Michael SaundersBank of England official Michael Saunders has indicated that based on current economic conditions, the pound sterling is likely to fall further.

The pound dropped below $1.23 earlier this week after falling to a 31-year low last week.

In a statement, Saunders said

Given the scale and persistence of the UK's current account deficit, I would not be surprised if sterling falls further, but I am fairly agnostic as to whether any further depreciation is likely

The current account deficit for Britain is currently at approx. 6 percent of GDP which is one of the largest deficits across developed nations. The BoE has stated that the pound’s sustained fall in recent months will reduce this deficit. The pound has been dropping ever since British Prime Minister Theresa May said that Article 50 in the European Treaty will be triggered by March next year and several media reports subsequently suggested that the government may pursue a hard Brexit, which would see Britain take a hardline approach in negotiations.

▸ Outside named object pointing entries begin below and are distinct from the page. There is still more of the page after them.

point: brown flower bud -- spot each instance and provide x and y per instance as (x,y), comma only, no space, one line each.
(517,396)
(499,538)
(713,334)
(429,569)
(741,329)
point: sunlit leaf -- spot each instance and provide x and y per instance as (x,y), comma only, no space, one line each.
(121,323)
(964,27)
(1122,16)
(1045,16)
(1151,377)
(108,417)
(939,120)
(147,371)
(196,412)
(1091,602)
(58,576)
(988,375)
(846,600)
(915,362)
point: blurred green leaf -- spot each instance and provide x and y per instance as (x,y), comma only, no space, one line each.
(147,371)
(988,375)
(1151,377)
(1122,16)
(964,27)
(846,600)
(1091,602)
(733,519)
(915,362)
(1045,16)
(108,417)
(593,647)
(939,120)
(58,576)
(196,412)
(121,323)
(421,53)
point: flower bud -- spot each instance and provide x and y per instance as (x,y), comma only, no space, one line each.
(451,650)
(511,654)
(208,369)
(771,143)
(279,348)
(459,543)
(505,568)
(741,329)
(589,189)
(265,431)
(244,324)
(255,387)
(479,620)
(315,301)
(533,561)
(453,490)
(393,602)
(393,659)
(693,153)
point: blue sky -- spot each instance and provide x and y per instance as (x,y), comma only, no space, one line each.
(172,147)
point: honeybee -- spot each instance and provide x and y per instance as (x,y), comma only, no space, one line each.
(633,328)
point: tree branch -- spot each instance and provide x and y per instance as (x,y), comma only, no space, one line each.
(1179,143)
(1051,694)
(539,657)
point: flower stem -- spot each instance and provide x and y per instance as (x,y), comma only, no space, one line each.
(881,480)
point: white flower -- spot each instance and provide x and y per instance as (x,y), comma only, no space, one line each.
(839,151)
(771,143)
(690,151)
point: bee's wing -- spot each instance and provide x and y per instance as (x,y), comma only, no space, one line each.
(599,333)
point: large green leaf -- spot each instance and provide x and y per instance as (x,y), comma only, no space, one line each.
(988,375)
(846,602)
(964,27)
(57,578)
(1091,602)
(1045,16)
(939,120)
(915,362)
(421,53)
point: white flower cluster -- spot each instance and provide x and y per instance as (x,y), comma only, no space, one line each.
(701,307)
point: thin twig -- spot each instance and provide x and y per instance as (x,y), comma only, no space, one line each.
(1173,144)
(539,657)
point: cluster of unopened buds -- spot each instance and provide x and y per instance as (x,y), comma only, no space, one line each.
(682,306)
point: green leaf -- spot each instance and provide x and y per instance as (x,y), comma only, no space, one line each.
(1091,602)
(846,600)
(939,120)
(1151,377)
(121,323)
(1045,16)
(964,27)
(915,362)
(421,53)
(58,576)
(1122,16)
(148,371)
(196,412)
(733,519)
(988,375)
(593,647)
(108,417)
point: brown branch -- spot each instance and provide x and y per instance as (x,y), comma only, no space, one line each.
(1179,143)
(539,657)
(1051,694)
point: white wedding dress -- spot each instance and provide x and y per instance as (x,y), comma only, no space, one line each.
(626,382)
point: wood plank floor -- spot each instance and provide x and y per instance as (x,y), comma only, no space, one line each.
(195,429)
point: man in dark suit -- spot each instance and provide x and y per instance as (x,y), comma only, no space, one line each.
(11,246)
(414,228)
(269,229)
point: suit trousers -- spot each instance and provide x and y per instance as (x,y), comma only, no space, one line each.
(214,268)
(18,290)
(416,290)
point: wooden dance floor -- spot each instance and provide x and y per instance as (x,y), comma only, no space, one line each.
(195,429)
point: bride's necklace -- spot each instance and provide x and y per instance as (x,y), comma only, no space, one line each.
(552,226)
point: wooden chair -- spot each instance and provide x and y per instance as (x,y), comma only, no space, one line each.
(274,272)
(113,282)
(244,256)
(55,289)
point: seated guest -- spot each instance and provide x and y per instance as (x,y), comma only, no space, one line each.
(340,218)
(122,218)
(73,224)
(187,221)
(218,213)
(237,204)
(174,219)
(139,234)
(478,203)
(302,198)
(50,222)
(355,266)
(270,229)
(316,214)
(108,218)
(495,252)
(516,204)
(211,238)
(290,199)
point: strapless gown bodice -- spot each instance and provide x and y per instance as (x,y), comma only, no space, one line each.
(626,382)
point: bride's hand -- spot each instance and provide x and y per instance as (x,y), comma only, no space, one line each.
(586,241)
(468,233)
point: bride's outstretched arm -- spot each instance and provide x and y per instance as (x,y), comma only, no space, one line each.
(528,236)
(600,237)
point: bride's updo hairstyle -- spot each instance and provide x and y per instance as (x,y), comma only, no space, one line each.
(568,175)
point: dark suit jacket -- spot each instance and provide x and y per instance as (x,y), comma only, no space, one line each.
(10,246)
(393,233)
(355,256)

Saunders is part of the Monetary Policy Committee (MPC) which participates in the interest rate policy decisions. He joined left Citi bank to join the BoE and had voted to retain interest rates at the last MPC meeting which was his first meeting in the BoE. Anil Kashyap, another freshly appointed BoE policymaker and an academic from University of Chicago has also pointed out that the pound sterling could fall further in case Britain opts for a hard Brexit, as it would see the country lose much of its access privileges to the single EU market.

Saunders has similarly warned that an unfavourable result in negotiations with Europe could result in serious damage to the British economy, which would be more extensive than what is being suggested by current trends. According to Saunders, the BoE could however overlook the consequent loss in pound value if inflation levels and wage growth remain manageable.

Nevertheless, he has expressed optimism that the country would fare better than expected in 2017. Saunders observed that it was possible that job growth and wages might grow faster after the Brexit as a result of reduced availability of foreign workers. However he pointed out that the wages trend had remained downward in the recent past and there were no signs now to indicate that wages were picking up.

In Saunders’s view, there is still plenty that BoE can do to further stimulate the British economy. He noted that while the monetary policy was currently burdened it was by no means overburdened.